S3 Redshift Batch ETL Pipeline

Statement

The goal of this project is to load data from S3, process the data into analytics tables using Spark, and load them back into S3 as a set of dimensional tables in order to allow the analytics team to draw insights in what songs users are listening to. Also automate the loading of output S3 dimensional tables to Redshift using Airflow DAGs.

Introduction

A music streaming startup, Global Music, has grown their user base and song database even more and want to move their data warehouse to a data lake. Their data resides in S3, in a directory of JSON logs on user activity on the app, as well as a directory with JSON metadata on the songs in their app.

As their data engineer, you are tasked with building an ETL pipeline that extracts their data from S3, processes them using Spark, and loads the data back into S3 as a set of dimensional tables. This will allow their analytics team to continue finding insights in what songs their users are listening to.

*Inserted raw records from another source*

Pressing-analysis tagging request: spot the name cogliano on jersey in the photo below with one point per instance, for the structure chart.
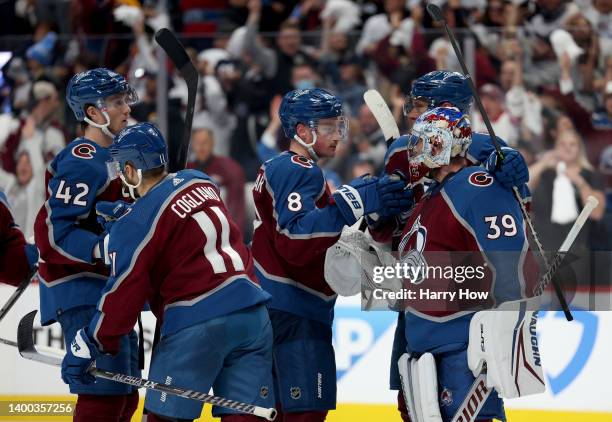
(193, 199)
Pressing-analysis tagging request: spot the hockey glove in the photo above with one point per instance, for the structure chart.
(363, 196)
(393, 201)
(32, 255)
(79, 357)
(109, 212)
(100, 250)
(512, 171)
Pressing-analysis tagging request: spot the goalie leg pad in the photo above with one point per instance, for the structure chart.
(506, 340)
(420, 387)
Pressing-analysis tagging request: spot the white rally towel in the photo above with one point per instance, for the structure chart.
(564, 206)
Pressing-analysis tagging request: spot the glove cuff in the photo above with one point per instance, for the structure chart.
(349, 203)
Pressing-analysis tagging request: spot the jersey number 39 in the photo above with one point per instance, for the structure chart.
(495, 232)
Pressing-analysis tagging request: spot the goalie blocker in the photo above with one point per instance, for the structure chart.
(502, 355)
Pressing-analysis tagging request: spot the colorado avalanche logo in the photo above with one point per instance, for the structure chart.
(411, 249)
(446, 397)
(480, 179)
(85, 151)
(301, 161)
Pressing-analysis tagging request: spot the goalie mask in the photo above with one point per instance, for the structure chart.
(439, 135)
(143, 146)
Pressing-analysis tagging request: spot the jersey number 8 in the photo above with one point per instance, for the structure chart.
(495, 231)
(63, 193)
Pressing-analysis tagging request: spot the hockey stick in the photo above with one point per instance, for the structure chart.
(436, 14)
(28, 350)
(177, 154)
(17, 293)
(478, 392)
(382, 114)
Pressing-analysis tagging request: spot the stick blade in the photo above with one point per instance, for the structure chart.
(25, 342)
(378, 106)
(177, 54)
(435, 12)
(178, 150)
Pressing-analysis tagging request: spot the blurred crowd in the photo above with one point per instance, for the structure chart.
(543, 69)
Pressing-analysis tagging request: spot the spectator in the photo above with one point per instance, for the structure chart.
(211, 109)
(290, 53)
(560, 183)
(379, 26)
(372, 145)
(603, 119)
(227, 173)
(25, 190)
(597, 137)
(494, 104)
(599, 13)
(40, 130)
(304, 76)
(523, 106)
(41, 56)
(361, 168)
(352, 85)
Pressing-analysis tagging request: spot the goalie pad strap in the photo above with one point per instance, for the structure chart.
(420, 387)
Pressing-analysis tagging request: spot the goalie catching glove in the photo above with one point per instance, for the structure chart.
(367, 195)
(79, 357)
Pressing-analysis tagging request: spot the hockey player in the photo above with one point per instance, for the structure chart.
(71, 242)
(465, 210)
(297, 220)
(440, 89)
(177, 249)
(17, 258)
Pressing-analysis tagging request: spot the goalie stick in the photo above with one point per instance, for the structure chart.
(382, 114)
(17, 293)
(436, 14)
(479, 392)
(27, 349)
(177, 154)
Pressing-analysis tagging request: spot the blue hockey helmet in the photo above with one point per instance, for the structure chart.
(142, 145)
(438, 135)
(92, 87)
(307, 106)
(442, 86)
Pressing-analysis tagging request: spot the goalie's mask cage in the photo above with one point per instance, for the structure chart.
(308, 106)
(438, 87)
(93, 87)
(439, 135)
(143, 146)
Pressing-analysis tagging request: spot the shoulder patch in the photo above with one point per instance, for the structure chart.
(85, 151)
(301, 161)
(480, 179)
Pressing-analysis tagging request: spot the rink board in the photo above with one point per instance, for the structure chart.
(576, 358)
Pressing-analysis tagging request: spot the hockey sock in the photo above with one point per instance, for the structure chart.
(311, 416)
(94, 408)
(129, 407)
(401, 406)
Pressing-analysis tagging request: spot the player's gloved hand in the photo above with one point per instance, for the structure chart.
(393, 201)
(512, 171)
(31, 254)
(107, 212)
(100, 250)
(79, 357)
(362, 196)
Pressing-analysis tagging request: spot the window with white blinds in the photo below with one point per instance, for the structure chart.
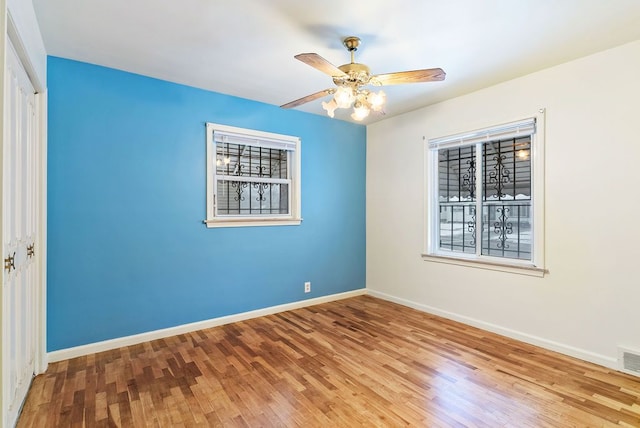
(253, 177)
(483, 190)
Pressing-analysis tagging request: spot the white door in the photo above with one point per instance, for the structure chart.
(20, 232)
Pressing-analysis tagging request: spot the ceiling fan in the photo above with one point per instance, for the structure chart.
(351, 80)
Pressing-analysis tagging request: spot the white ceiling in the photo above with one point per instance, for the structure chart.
(246, 47)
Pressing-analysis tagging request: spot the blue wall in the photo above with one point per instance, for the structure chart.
(127, 250)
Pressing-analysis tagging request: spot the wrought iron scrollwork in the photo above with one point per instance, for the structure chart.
(263, 171)
(10, 262)
(261, 188)
(500, 175)
(471, 226)
(469, 178)
(238, 187)
(503, 227)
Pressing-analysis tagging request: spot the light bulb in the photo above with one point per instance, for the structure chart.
(360, 111)
(330, 107)
(344, 96)
(376, 100)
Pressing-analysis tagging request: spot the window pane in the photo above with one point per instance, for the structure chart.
(249, 161)
(251, 198)
(506, 230)
(457, 174)
(458, 227)
(506, 174)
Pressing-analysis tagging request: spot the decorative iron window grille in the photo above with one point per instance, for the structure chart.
(252, 175)
(493, 177)
(251, 180)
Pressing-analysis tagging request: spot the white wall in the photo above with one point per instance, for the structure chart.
(589, 302)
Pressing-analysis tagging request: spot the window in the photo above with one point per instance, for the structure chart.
(253, 178)
(485, 196)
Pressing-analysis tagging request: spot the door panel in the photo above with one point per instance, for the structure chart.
(20, 229)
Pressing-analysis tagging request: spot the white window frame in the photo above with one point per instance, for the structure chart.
(533, 126)
(223, 133)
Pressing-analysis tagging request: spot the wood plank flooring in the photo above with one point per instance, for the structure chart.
(355, 362)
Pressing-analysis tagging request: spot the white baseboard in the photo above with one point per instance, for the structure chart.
(91, 348)
(571, 351)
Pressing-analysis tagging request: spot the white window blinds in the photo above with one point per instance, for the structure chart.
(509, 130)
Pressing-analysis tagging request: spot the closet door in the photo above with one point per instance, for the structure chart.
(20, 230)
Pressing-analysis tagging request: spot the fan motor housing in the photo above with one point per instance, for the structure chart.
(357, 73)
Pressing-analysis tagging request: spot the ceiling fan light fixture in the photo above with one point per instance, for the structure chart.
(344, 96)
(352, 78)
(330, 107)
(360, 111)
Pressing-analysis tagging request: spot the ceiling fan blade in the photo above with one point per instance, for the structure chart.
(319, 63)
(415, 76)
(308, 98)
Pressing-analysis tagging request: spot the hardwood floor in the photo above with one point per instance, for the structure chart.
(354, 362)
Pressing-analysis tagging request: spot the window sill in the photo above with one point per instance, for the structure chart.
(528, 270)
(252, 222)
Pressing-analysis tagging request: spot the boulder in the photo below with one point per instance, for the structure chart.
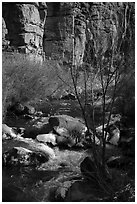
(70, 123)
(19, 156)
(47, 138)
(28, 109)
(68, 96)
(119, 162)
(35, 146)
(114, 134)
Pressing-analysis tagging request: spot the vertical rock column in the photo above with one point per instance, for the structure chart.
(58, 38)
(25, 27)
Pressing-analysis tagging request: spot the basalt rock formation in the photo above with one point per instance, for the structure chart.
(53, 29)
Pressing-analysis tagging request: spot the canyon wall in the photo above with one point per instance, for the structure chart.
(46, 29)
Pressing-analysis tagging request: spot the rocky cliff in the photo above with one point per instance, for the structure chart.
(50, 29)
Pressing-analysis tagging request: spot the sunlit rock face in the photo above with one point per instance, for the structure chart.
(23, 27)
(62, 30)
(62, 22)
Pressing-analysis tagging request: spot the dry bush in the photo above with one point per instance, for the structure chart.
(24, 81)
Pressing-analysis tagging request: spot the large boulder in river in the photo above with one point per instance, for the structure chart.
(8, 132)
(47, 138)
(19, 156)
(71, 123)
(22, 109)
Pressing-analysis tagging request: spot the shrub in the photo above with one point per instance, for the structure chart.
(23, 81)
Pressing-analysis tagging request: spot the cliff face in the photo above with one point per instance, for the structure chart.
(47, 28)
(23, 27)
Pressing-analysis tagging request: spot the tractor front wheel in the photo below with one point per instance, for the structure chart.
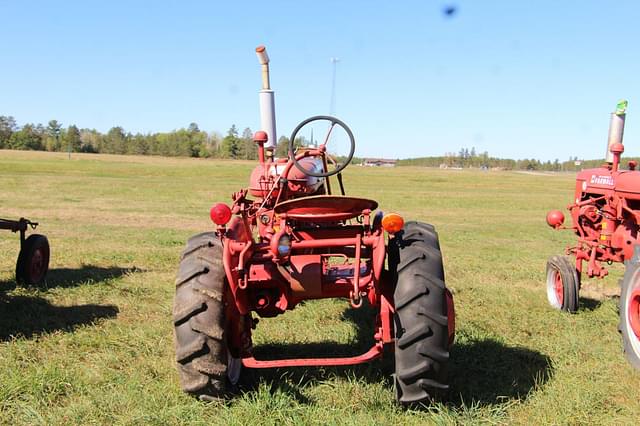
(204, 362)
(424, 314)
(563, 284)
(629, 325)
(33, 260)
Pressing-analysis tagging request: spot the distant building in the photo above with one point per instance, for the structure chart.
(378, 162)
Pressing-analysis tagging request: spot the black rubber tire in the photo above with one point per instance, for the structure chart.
(199, 320)
(563, 268)
(630, 286)
(421, 322)
(33, 261)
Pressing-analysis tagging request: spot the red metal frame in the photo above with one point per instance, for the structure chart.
(295, 241)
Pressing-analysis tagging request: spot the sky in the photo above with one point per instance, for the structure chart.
(516, 79)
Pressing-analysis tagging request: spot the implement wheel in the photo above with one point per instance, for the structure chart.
(33, 260)
(563, 284)
(205, 366)
(424, 314)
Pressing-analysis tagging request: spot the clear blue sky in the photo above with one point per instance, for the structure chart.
(517, 79)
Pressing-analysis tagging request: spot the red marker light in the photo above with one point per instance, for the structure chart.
(220, 214)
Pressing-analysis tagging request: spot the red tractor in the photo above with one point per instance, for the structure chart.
(288, 238)
(606, 216)
(33, 259)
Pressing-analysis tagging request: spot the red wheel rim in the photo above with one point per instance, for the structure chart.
(37, 265)
(559, 288)
(634, 312)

You'll be able to test your database and ETL pipeline by running queries given to you by the analytics team from Global Music and compare your results with their expected results.

the company has decided that it is time to introduce more automation and monitoring to their data warehouse ETL pipelines and come to the conclusion that the best tool to achieve this is Apache Airflow.

They have decided to bring you into the project and expect you to create high grade data pipelines that are dynamic and built from reusable tasks, can be monitored, and allow easy backfills. They have also noted that the data quality plays a big part when analyses are executed on top the data warehouse and want to run tests against their datasets after the ETL steps have been executed to catch any discrepancies in the datasets.

The source data resides in S3 and needs to be processed in Global Music's data warehouse in Amazon Redshift. The source datasets consist of CSV logs that tell about user activity in the application and JSON metadata about the songs the users listen to.

Project Datasets

The data sources to ingest into data lake are provided by two public S3 buckets:

Songs bucket (s3://udacity-dend/song_data), contains info about songs and artists. All files are in the same directory.
Event bucket (s3://udacity-dend/log_data), contains info about actions done by users, what song are listening, ...

Log Dataset structure:

Song dataset structure:

{"num_songs": 1, "artist_id": "ARJIE2Y1187B994AB7", "artist_latitude": null, "artist_longitude": null
, "artist_location": "", "artist_name": "Line Renaud", "song_id": "SOUPIRU12A6D4FA1E1", 
"title": "Der Kleine Dompfaff", "duration": 152.92036, "year": 0}

By the way we need two staging tables:

Stage_events
Stage_songs

Prerequisite
Tables must be created in Redshift before executing the DAG workflow. The create tables script can be found in:

create_tables.sql

ETL Pipeline

Read data from S3
- Song data: s3://udacity-dend/song_data
- Log data: s3://udacity-dend/log_data
The script reads song_data and load_data from S3.
Process data using spark

Transforms them to create five different tables listed below :

Fact Table

songplays - records in log data associated with song plays i.e. records with page NextSong
- songplay_id, start_time, user_id, level, song_id, artist_id, session_id, location, user_agent
Dimension Tables

users - users in the app Fields - user_id, first_name, last_name, gender, level

songs - songs in music database Fields - song_id, title, artist_id, year, duration

artists - artists in music database Fields - artist_id, name, location, lattitude, longitude

time - timestamps of records in songplays broken down into specific units Fields - start_time, hour, day, week, month, year, weekday
Load it back to S3

Writes them to partitioned parquet files in table directories on S3.
Load the output tables from S3 to Redshift and automate the whole process using Airflow.

Project Structure

The project is made up of an etl.py script for initializing the spark cluster, loading the data from S3, processing data into dimensional model and loading back to S3. The dl.cfg is stores the configuration parameters for reading and writing to S3.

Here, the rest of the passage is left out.